W następstwie powyższych ustaleń Sąd Okręgowy zważył, że w rozpoznawanej sprawie powódki domagały się odszkodowania na podstawie art. 129 ust. 2 oraz art. 136 ust. 3 w zw. z art. 129 ust. 2 ustawy Prawo ochrony środowiska wywodząc swoje roszczenia z faktu utworzenia obszaru ograniczonego użytkowania na terenie gminy B. na mocy uchwały Sejmiku Województwa (...) nr (...) z 9 lutego 2010 r. w sprawie utworzenia obszaru ograniczonego użytkowania lotniska wojskowego Ł. ( Dz. U. Woj. (...). Nr 2010.88.689 z 7 czerwca 2010 r. ), która weszła w życie z dniem 13 kwietnia 2010 r. Jak ustalono na podstawie załącznika do uchwały - stanowiącego wykaz działek włączonych do poszczególnych podobszarów, nieruchomość powódek leży w granicach obszaru ograniczonego użytkowania, podobszarze A, ( z wyjątkiem niezabudowanej działki (...) ).

Sąd wyjaśnił, że nie budziła wątpliwości w niniejszej sprawie kwestia czynnej i biernej legitymacji procesowej stron tego sporu. Potwierdzeniem czynnej legitymacji procesowej powódek w procesie był odpis zwykły księgi wieczystej, prowadzonej dla opisanej wyżej nieruchomości, załączony do akt sprawy już przy pozwie.

W ocenie Sądu Okręgowego, nie budziło ponadto wątpliwości dochowanie przez powódki dwuletniego terminu do wytoczenia powództwa, określonego w art. 129 ust. 4 ustawy Prawo ochrony środowiska ( t.j. opubl. Dz. U. 2013 r., poz. 1232, dalej także jako u.p.o.ś.). Nieruchomość należąca do powódek znajduje się w obszarze ograniczonego użytkowania od daty wejścia w życie uchwały Sejmiku z 9 lutego 2010 r. tj. od dnia 13 kwietnia 2010 r. Powódki wniosły pozew w dniu 7 lutego 2012 r., dochowując tym samym dwuletniego terminu, który biegł od dnia 13 kwietnia 2010 r. - wg art. 129 ust. 4 u.p.o.ś. Ustawodawca zastrzegł dwuletni termin zawity wskazując na konieczność wystąpienia w tym czasie z roszczeniem odszkodowawczym. Wytoczenie powództwa, bez wątpienia, jest formą realizacji prawa do wystąpienia z roszczeniem i dla realizacji tego prawa nie jest wymagane uprzednie zgłoszenie roszczenia drugiej stronie. Ustawodawca nie przewidział w tej kwestii czasowej niedopuszczalności drogi sądowej, ( podobnie Sąd Apelacyjny w Łodzi w orzeczeniu z 26.02.2013 I ACa 1366/12).

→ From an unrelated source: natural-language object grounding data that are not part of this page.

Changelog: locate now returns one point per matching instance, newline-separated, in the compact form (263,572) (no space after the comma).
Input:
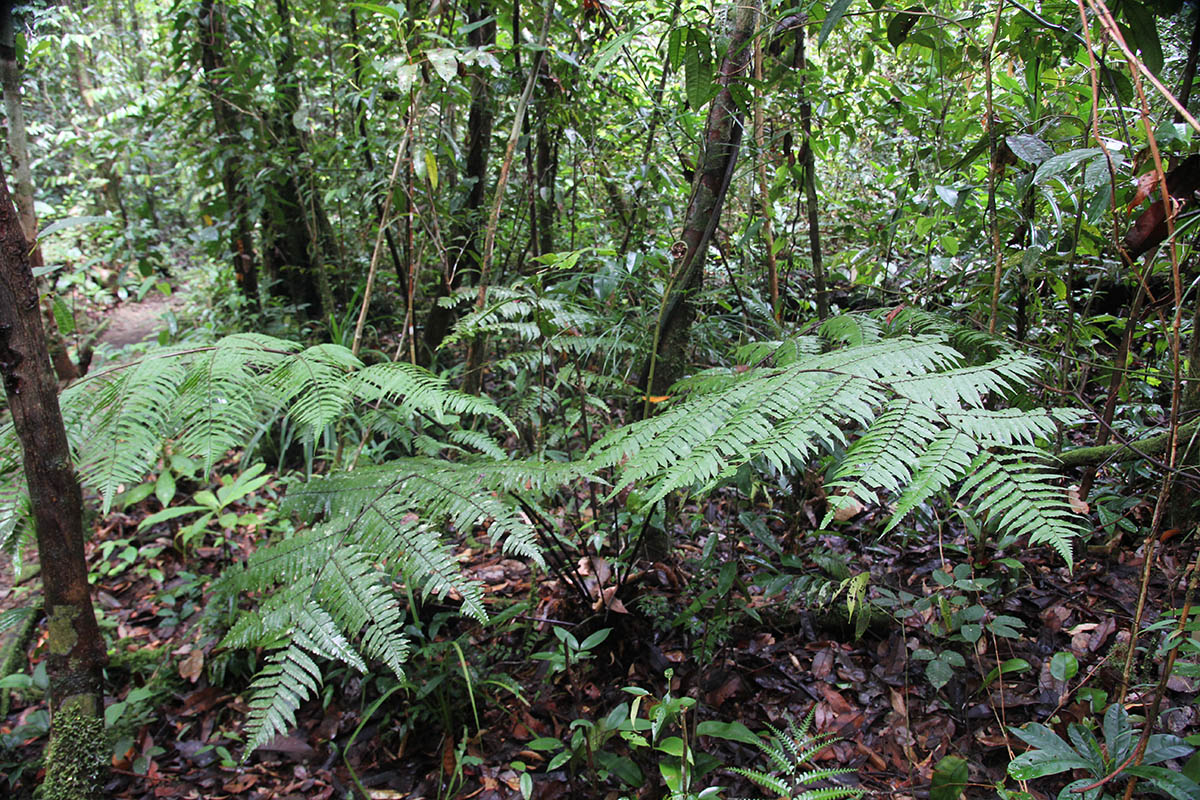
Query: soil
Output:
(131,323)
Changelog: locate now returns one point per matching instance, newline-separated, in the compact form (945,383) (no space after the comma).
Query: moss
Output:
(61,630)
(78,753)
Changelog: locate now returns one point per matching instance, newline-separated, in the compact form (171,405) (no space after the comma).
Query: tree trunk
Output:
(547,170)
(18,150)
(78,750)
(723,137)
(297,257)
(809,162)
(225,119)
(465,234)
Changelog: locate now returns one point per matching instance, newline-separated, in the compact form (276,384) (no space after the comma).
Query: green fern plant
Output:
(905,416)
(327,593)
(790,752)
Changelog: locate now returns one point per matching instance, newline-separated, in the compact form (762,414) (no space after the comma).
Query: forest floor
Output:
(906,692)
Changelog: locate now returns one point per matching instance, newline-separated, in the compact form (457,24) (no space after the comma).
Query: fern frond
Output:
(851,329)
(945,461)
(125,440)
(220,402)
(965,338)
(882,458)
(967,386)
(465,494)
(912,415)
(289,678)
(364,605)
(789,753)
(313,383)
(1017,494)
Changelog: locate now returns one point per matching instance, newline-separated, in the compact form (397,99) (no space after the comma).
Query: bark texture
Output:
(227,124)
(75,648)
(723,137)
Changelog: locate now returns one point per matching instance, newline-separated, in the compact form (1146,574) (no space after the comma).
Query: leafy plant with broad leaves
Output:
(1050,756)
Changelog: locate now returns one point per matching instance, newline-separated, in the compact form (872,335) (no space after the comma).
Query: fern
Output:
(211,400)
(789,753)
(909,413)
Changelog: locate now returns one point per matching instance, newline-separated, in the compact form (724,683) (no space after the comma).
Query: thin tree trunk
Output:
(369,157)
(18,150)
(298,257)
(723,137)
(546,164)
(225,118)
(810,179)
(466,230)
(635,208)
(1115,382)
(77,755)
(760,136)
(474,378)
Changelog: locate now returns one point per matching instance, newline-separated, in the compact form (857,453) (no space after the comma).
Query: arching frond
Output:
(911,416)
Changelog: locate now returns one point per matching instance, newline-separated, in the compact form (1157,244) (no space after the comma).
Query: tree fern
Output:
(789,753)
(903,415)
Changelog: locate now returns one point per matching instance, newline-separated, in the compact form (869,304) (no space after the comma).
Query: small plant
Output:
(790,752)
(570,650)
(213,506)
(1108,764)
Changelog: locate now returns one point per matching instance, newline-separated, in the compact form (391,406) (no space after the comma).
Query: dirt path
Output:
(137,322)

Sad Okręgowy dalej zważył, że w ramach zgłoszonego powództwa powódki domagały się początkowo osobno kwoty odszkodowania za ubytek wartości jego nieruchomości w związku z wprowadzeniem obszaru ograniczonego użytkowania dla lotniska Ł. i osobno odszkodowania z tytułu konieczności poniesienia wydatków na rewitalizację akustyczną budynku mieszkalnego usytuowanego na działce nr (...). Powództwo zostało jednak zmodyfikowane w toku procesu w ten sposób, że powódki domagały się ostatecznie łącznej kwoty 80.000 zł. tytułem odszkodowania stanowiącego sumę kosztów rewitalizacji akustycznej budynku i utraty wartości nieruchomości, z odsetkami za opóźnienie, w częściach stosownie do ich udziałów we współwłasności. Mając na uwadze ustalenia poczynione w toku postępowania, w tym w szczególności treść opinii wydanych przez powołanych w sprawie biegłych sądowych, roszczenie powódek o odszkodowanie należało uznać za uzasadnione częściowo - do łącznej kwoty 53.019,66 zł. obejmującej odszkodowania za utratę wartości nieruchomości (19.035 zł. + 17.400 zł.) i koszty rewitalizacji akustycznej (16.584,66 zł.).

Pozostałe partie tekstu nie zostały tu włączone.